There is no law of “ownership” of land in England and Wales, only a law of “possession”. Two totally different imported concepts that have aided the coloniser to transform possession into occupation and ultimately ownership using legislative doublespeak that espouses double standards.
Malaysia today is morbidly stuck in the rut of awkward technicalities (read: bad law) with recourse only to the common law that never fails to fudge our statutes. Quote a statute and rest assured some hundred-year-old badly or oddly decided cases would trump it.
The imported concept of land titles is a recurring menace. Christian Scriptures forbid the taking of land for purposes of ownership (Leviticus 25:23).
The Holy Quran at 20:6 and 67:15, and the Hadith, make it abundantly clear as to actual and real ownership of land that forbid taking over the property of others through unlawful means by the individual or by the government.
A paper land title with official stamps using antiquated legal fictions blur the lines caused by feudal era English concepts. We need unambiguous Malaysian land laws based on adat. De jure must be set aside by de facto imperatives that the Borneo States proved and entrenched in their land laws.
Global aboriginal peoples consider land sacred. The logic is simple — the land does not die and get buried into humans, but humans die and are buried into the land. Dust unto dust and unto dust to be … You don’t own the land for the land will inevitably own you some day.

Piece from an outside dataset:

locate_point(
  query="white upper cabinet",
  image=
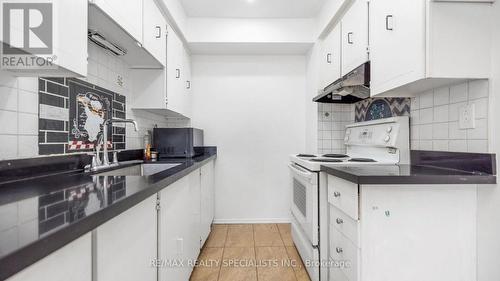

Customary land tenure in s. 4(2)(a) National Land Code 1965 (Act 56) (NLC 1965) keeps in tune and stays in pace with section 6 and section 7 of the Aboriginal Peoples Act 1954 (Act 134): “No land shall be declared a Malay Reservation under any written law relating to Malay Reservations.
Parliament seems to say that no law can be made to justify Malay Reservations to the detriment of the aboriginal peoples.
Article 8(5)(c) of the Federal Constitution (FC) is another powerful indictment against suspect legislation that has the tendency to erode, diminish or destroy aboriginal peoples’ land rights: “This Article does not invalidate or prohibit any provision for the protection, well-being or advancement of the aboriginal peoples of the Malay Peninsula (including the reservation of land) …”
Indigenous Communities’ concept of common or communal property has a history of more than forty thousand years. Mischievous Europeans with sinister motives introduced the system of private property since the 14th century fueling the greedy business of third-rate legal practitioners. Adorna Properties is a case in point.
In Bohari Taib & Ors. v. Pengarah Tanah & Galian Selangor [1990] 2 MLRA, the presiding judge took a telling swipe at third-rate counsel whose “duty is to advise their clients on what the law is and not what in their or the clients’ opinions it ought to be.”
Leading land law practitioners in Kuala Lumpur should be in a state of flux whether the Dataran Merdeka padang, a component of the Royal Selangor Club, enjoys customary land tenure in that it is an Article 8(5)(c) FC protected piece of land read together with s.4(2)(a) NLC 1965 where clear and proper title should have been granted by the aboriginal peoples of Peninsular Malaysia and not by the state government of Selangor or the federal government to prospective lessors and lessees.
One would hardly encounter any reference to customary land tenure enjoyed by aboriginal peoples upon reading various scholarly articles written by local and foreign historians concerning the Dataran Merdeka padang. Almost every grovelingly pathetic article made reference to the colonisers’ desire to create open spaces for recreation in the early 1900s. Shame on these “historians.”
Where’s the evidence of the chain and transfer of land title to the state of Selangor from the aboriginal peoples who have doubtless not received any provable rent since time immemorial.
The government owes a fiduciary duty to the aboriginal people, and the Royal Selangor Club of the actual facts surrounding the Dataran Merdeka padang land title conundrum without running afoul of the Official Secrets Act!
Legislative legerdemain has become the mainstay of parliamentary proceedings where rules and principles are unceremoniously broken and ignobly ignored. Winston Churchill captured the malaise: “The function of Parliament is not only to pass good laws but to stop bad laws.”
The views expressed are those of the author and do not necessarily reflect the official policy or position of the New Sarawak Tribune.